I found myself stranded on a tiny raft while the shark, depression, circled, seeking the perfect opportunity to devour me.
The parallel between the weather and my mood were not lost on me.
In my scramble for hope, I gazed heavenward with the whisper of one word,“Jesus…” and then trailed off, not sure where to go from there.
I have days like these—dark, listless, ash-colored days—and when I do, loneliness feels closer than Him. It is nearly impossible to remember He is near when He feels so distant.
Where is God when we are Hurting?
Is He even listening?
Cresting a hill, the horizon opened up before me, displaying a gorgeous view of evergreens set against the endless pale sky. Tears began to well in my eyes as frustration filled my heart and spilled out of my mouth to Him.
“Why can’t you just come here and sit next to me? It’s not fair.”
I furrow my brow like a frustrated child and question further, “Why can’t I get to see you like Moses or other people in the bible?”
Just then, as the words fell from my mouth, a glorious ladder of sunshine appeared through the clouds and shone down on the hills in front of me. My breath caught in my throat and in my mind’s eye, I saw God’s hand placing Moses in the cleft of the rock.
In that very moment, a window of understanding opened in my heart as tears rolled down my cheeks.
He hides Himself from us because He loves us.
Then Moses said, “Please show me your glory.”
But He said, “You cannot see my face, for no man can see me and live.”
…Then the Lord said, “Behold, there is a place by Me, and you shall stand there on the rock; and it will come about, while My glory is passing by, that I will put you in the cleft of the rock and cover you with My hand until I have passed by. Then I will take My hand away and you shall see My back, but My face shall not be seen.” Exodus 33:18-23
I admit that because my eyes cannot see Him, I doubt.
It is tempting to want a God I can see physically when I am in pain. Because of this, I accuse Him of not caring enough to be here with me. This world is painful and I am human and I forget there is a good reason I can’t physically sit with Him.
In His graciousness He does not hold this against me, instead, He remembers I am but dust. His spirit nudges my spirit and I am reminded He is in me and I in Him.
No matter how many times doubt invades my faith, I am confident that when I am weak and faithless, He remains faithful. In His own time and in His own way He reminds me;
“If we are faithless, he remains faithful, for he cannot deny himself..” 2 Tim. 2:13
He is near
His glory is seen all around; It is the hope found in the whisper of a kind word and a comforting smile. Also, it is the grace we find to continue on in the every day—even the gray, listless ones. It shines down upon Jacob’s ladder, resting on evergreens set against an endless pale sky, which causes a girl at the end of her rope to bow in reverence.

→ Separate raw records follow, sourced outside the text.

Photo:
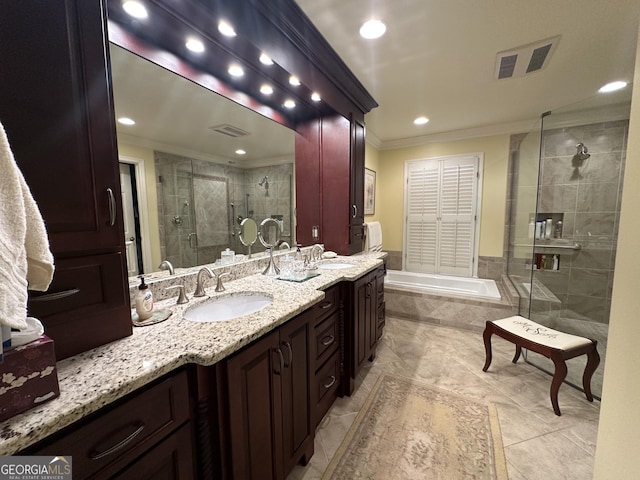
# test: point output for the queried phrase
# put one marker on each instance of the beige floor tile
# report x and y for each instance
(538, 444)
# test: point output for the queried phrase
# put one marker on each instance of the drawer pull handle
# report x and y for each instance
(55, 296)
(279, 352)
(328, 340)
(288, 345)
(119, 445)
(333, 380)
(112, 207)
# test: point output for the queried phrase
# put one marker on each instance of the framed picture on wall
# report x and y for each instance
(369, 192)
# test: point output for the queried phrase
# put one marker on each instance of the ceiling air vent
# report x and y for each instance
(525, 59)
(229, 130)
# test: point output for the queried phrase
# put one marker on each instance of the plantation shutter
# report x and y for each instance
(440, 215)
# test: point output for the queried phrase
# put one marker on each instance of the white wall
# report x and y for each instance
(617, 455)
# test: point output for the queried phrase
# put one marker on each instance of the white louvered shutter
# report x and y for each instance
(440, 215)
(422, 213)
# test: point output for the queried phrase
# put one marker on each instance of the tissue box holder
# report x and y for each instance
(28, 377)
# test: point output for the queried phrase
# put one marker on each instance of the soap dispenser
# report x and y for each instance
(144, 300)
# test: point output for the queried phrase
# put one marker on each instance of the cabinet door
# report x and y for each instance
(57, 110)
(172, 459)
(296, 428)
(255, 410)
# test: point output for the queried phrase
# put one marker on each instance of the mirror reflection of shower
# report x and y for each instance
(265, 182)
(578, 160)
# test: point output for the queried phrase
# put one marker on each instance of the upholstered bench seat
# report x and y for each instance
(557, 346)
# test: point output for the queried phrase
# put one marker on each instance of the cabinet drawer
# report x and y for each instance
(329, 304)
(326, 338)
(87, 304)
(327, 381)
(112, 439)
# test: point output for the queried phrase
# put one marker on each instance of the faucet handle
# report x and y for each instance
(219, 286)
(182, 297)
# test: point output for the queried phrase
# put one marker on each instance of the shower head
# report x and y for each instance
(580, 156)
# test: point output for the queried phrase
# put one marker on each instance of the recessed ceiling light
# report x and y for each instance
(194, 45)
(226, 29)
(265, 59)
(135, 8)
(235, 70)
(612, 87)
(372, 29)
(293, 80)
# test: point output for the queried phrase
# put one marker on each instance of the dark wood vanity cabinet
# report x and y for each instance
(362, 332)
(330, 168)
(266, 422)
(56, 107)
(147, 435)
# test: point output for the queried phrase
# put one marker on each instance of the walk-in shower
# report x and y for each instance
(563, 275)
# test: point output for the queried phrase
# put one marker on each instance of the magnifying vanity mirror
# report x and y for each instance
(248, 234)
(269, 235)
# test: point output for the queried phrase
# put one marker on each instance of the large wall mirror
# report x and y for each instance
(190, 189)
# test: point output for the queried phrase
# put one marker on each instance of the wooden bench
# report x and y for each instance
(557, 346)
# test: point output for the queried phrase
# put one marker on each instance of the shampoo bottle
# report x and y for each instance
(144, 301)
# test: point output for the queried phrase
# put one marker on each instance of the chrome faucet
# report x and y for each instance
(200, 281)
(316, 252)
(166, 265)
(182, 297)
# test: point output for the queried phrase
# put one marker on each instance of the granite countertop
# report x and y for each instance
(96, 378)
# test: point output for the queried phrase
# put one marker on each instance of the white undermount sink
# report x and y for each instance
(336, 265)
(228, 308)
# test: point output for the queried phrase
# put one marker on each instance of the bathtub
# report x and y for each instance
(479, 288)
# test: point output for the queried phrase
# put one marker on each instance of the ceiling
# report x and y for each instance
(437, 59)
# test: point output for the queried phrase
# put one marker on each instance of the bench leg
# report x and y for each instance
(517, 355)
(593, 360)
(558, 377)
(486, 335)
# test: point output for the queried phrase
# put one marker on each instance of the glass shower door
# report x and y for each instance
(578, 204)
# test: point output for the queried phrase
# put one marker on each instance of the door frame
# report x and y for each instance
(143, 209)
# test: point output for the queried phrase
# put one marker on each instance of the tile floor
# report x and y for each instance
(537, 443)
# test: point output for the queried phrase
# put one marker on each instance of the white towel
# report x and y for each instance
(373, 237)
(25, 259)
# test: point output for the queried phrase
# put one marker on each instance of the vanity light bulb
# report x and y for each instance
(195, 45)
(293, 80)
(265, 59)
(236, 71)
(226, 29)
(135, 9)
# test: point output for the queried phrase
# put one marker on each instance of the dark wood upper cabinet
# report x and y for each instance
(56, 106)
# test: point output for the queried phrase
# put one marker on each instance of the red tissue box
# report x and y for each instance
(28, 377)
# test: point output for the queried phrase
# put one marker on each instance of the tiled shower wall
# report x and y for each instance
(176, 200)
(590, 204)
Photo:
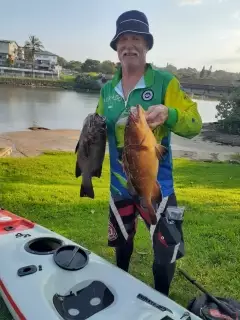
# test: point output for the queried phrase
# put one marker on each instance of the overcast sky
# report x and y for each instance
(186, 32)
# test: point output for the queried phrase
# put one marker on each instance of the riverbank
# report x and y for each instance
(33, 143)
(36, 82)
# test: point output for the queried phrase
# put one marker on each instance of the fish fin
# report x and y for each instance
(87, 188)
(78, 171)
(160, 151)
(77, 146)
(157, 193)
(97, 173)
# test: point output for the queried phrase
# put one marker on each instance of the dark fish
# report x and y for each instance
(141, 155)
(90, 151)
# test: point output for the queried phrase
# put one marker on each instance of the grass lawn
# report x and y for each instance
(44, 189)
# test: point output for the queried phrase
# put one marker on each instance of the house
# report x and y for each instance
(8, 48)
(45, 60)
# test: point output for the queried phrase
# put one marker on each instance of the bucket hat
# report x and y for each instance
(134, 22)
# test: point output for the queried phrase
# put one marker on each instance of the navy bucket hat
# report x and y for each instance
(134, 22)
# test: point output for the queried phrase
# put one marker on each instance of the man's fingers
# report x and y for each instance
(150, 110)
(153, 125)
(152, 116)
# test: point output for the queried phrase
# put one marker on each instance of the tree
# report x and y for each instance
(32, 46)
(228, 113)
(91, 66)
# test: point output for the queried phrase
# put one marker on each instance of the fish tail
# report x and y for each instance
(87, 188)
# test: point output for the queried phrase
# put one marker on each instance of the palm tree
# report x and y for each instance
(32, 46)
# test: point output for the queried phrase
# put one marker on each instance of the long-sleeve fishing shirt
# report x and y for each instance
(155, 87)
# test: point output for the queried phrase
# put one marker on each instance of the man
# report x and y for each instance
(168, 109)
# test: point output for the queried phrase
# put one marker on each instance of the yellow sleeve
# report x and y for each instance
(184, 118)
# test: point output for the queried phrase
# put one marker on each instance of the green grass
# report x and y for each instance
(45, 190)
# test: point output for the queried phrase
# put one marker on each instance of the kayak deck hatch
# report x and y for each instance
(84, 303)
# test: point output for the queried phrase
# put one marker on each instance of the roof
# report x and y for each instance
(47, 53)
(8, 41)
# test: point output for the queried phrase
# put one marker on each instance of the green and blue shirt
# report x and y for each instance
(155, 87)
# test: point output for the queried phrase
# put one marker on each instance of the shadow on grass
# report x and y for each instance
(212, 243)
(60, 170)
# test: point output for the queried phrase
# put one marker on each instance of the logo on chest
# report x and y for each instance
(147, 95)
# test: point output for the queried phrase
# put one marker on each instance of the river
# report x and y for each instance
(21, 108)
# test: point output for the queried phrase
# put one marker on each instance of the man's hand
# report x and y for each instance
(156, 115)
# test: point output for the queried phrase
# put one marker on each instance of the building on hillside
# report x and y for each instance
(45, 60)
(8, 49)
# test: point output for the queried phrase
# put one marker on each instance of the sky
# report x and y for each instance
(187, 33)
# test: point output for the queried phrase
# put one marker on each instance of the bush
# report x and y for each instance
(228, 113)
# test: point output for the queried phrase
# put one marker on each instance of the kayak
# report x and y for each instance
(44, 275)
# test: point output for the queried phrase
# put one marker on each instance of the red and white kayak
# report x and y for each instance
(45, 276)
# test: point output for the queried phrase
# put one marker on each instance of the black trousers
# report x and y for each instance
(163, 274)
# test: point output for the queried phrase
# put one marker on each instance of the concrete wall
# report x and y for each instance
(51, 59)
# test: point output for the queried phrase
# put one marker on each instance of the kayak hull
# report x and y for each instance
(36, 284)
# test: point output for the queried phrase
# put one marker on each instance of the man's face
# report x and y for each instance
(132, 50)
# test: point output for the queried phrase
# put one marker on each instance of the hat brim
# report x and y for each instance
(146, 35)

The beauty of this world and the majesty of a new day is simply His back as He passes by and lifts His hand.
He is near after all (He is near to the brokenhearted…Psalm 34:18) and yes, my friend, he is listening. He is moving and working even when we do not see Him with our physical eyes.
I wouldn’t be able to handle Him in all His glory sitting next to me.
I realize now, we wouldn’t want to see Him just yet, not here, not now, not with these eyes.
And so, He lovingly protects me.
There will come a day when my own eyes will behold all of His glory;
“…yet in my flesh, I shall see God; Whom I myself shall behold and whom my eyes will see… Job 19:26-27
But until that day, I choose the God that is too big to be seen with my human eyes and instead is seen with eyes of faith. He is the God that does not fit in my finite mind but instead fits perfectly in my heart.